How To Grow Eggplant In The Garden

A warm weather plant well-known for its delicious role in Eggplant Parmesan, Eggplant is also an excellent garden vegetable. There are many types of Eggplant, beyond the common purple globe-shaped Black Beauty. Grilled eggplant, eggplant meatballs, and fried eggplant are just a few of our favorite ways to enjoy this vegetable.

Like tomatoes and peppers, eggplant require a long, warm growing season. The ideal growing temperature is between 70-85F; this is when they will grow the quickest. When the weather cools down, they will still grow but much slower. Once significantly cold weather sets in, or there is a frost, eggplant season is over.

Black Beauty - Classic heirloom with large purple fruits.

Long Purple - Italian heirloom, long skinny purple fruits.

Rosa Blanca - Round, small purple and white streaked fruit.

How To Grow Eggplant

If you live in a cool climate, it is best to start seeds indoors to give the eggplant seedlings time to develop and get a head-start. You can start seeds two months in advance of planting, usually around the same time you're starting tomato seeds indoors. Eggplants grow well in containers.

Starting seeds indoors usually requires the use of seed-heating mats, since the eggplant seeds will only germinate in soil temperatures between 70-90F. Transplant seedlings after all danger of frost has passed and soil temperatures are above 55F. We recommend waiting 2-3 weeks after the last expected frost just to be sure.

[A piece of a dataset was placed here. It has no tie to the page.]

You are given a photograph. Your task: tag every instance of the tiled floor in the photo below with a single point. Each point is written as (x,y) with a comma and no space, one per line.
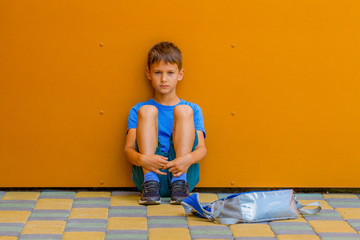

  1. Plant or transplant to a location with full sun.
  2. Plant seeds 1/4” deep, and 2' apart.
  3. Transplant seedlings 2-3' apart in rows 3' apart.
  4. Water the seedlings well and lay mulch to reduce weeds and retain moisture.
  1. Stake the plants to ensure they don't tip over once they start producing fruit. This is especially important with larger varieties. Staking also keep fruits off the ground where they can become deformed or diseased.
  2. For larger varieties, restrict the plant to 4-5 fruits per plant. This is done by pinching off extra flowers. It helps the plant produce larger fruits since it only has to concentrate on growing those 4-5.
  3. Water regularly and consistently. Eggplant need at least 1” of water per week. Water enough so that the soil is moist 6” deep.
  1. Eggplants are ready for harvest when the skin is glossy and firm, and the fruit has almost reached the expected mature size. Fruits ripen over time; pick each one as it matures so the plant can focus on growing more fruits.
  2. Eggplants left on the plant too long become dull, a little tough, and produce excessive seeds.
  3. Freshly harvested eggplant will stay fresh in the refrigerator for up to a week. Store it in a paper bag. It's best to use it as soon as possible, though.